Jide Badmus uses poetry as an art of deep reflection. In Scripture, poetry isn’t just done for art’s sake, poetry is rather used as an archive of many things. Much of this collection heavily borders on the erotica to strike at depth. This collection uses erotic descriptions to portray images – this makes them very difficult to miss. The sexual, rather than sex always sells. Sex is singular. The sexual embodies the continuity to appeal to human’s deep senses. The sexual is human; but sex is just a singular human need. This is why the former often hooks more. Jide Badmus knows this, as he shrewdly harps on the sexual selling point of this collection to sponge in the reader. There is a reflective depth behind the surface of most poems in this book. Sexuality then seems to be a necessary façade to couch the book’s strong will. What the sexual images of this collection portray are more than meets the eye. In Scripture also, there is a vivid brilliance in the poet’s diction.
Also, Jide Badmus’ choice of words is refined with the simplicity that is message conscious. This isn’t poetry that appeals to a highfalutin sense. Poetry isn’t poetry if it confounds; poetry is art when it uses simplicity to creatively show the complicated mesh of living – Jide Badmus’ Scripture is poetry that uses simplicity to create art. With its simplicity, this collection should easily transcend into a spoken word piece. In each line, the words titillate.
Jide Badmus situates the Preternatural at the centre of this collection. Little wonder the collection opens up with an adoration in “God”. The poet shuttles between adoration and deification in the first three chapters of this collection. Beyond their titles, this book is divided along varied moods and tones that are apt for the issues they are on about. In an anti-climax, the collection sets out with a boisterous tone, to a tone of strong certainty until it dampens to a tone smacking of palpable misery. Scripture almost straddles the genres of prose and poetry in its simplicity of language use and in the anti-climactic nature of its mood. This collection de-familiarises common issues like gloom, supernatural eminence, and longing in ways that almost make them anew to us. That there should be the main aim of art.
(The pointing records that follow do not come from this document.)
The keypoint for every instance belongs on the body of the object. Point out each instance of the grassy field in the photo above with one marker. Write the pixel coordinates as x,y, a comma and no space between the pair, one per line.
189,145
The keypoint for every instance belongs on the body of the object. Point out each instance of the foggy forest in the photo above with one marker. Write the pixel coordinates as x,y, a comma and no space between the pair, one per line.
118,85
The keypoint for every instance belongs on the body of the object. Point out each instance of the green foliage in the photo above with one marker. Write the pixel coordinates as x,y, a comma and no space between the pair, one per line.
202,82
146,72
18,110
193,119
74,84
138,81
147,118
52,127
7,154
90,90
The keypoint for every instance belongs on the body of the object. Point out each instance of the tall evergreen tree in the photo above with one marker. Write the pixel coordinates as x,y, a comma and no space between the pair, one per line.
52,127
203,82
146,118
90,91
In “Bleeding Steel”, the poet plays with various antitheses of life. In using contradictions to poetise life, he creates epigrams of wonder:
Reply to my heart cries.
So I hide the blue with the purple
And wear concrete to mask the supple” (pg. 14)
Before those instances of ponderous epigrams are personifications abutting on rhetorical questions that stick on with the reader:
“Can you tell when the seas cry?
The eye of the sun is always dry –
Yet it leaves streaks of blood on the horizon at dawn!
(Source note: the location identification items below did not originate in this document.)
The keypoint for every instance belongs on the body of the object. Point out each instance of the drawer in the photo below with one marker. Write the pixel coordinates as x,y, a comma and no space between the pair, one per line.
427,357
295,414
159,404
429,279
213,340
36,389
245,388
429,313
Does the wicker feel pain when it burns?” (pg. 14)
In “Dark Sin”, the poet speaks about the pain of sexual trauma. This poem captures that misery in an apt manner. Nobody should be made to live like this:
“She still shivers
From that touch that torched
Her innocence and sensual sanity
She is still lost between
The boundary of pain and pleasure…
She’s still lost in the ruins of the rainbow,
Hanging wet, waiting for sunshine.” (pg. 60)
This collection isn’t lacking in powerful similes either. See these in “Fallen”:
“Grudges, like sore bullets
Tear down the sun
And tears fall like slain soldiers.” (pg. 64)
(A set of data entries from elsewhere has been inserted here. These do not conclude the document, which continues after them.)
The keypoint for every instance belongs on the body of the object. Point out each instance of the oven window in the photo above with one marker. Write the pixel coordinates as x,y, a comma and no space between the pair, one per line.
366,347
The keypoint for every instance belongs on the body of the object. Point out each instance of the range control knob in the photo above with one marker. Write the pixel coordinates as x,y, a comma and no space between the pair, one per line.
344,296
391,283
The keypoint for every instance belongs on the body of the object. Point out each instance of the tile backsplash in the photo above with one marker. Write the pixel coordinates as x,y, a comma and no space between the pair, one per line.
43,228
About the most outstanding poems in this collection are the few liners. Those poems reinforces the power of succinctness in poetry. Poetry says much in its condensed form. “Castle” and “When gods Make Love To Men” are my favourite few liners. The eponymous poem, “Scripture”, is a perfect poetic duet. “For Boys That Went And Came Back” is a poem that needs re-reading. That piece is a gem hidden at the tail end of the collection.
The collection is a good progress from Jide Badmus’ debut, There Is A Storm in My Head. This collection will make you love poetry.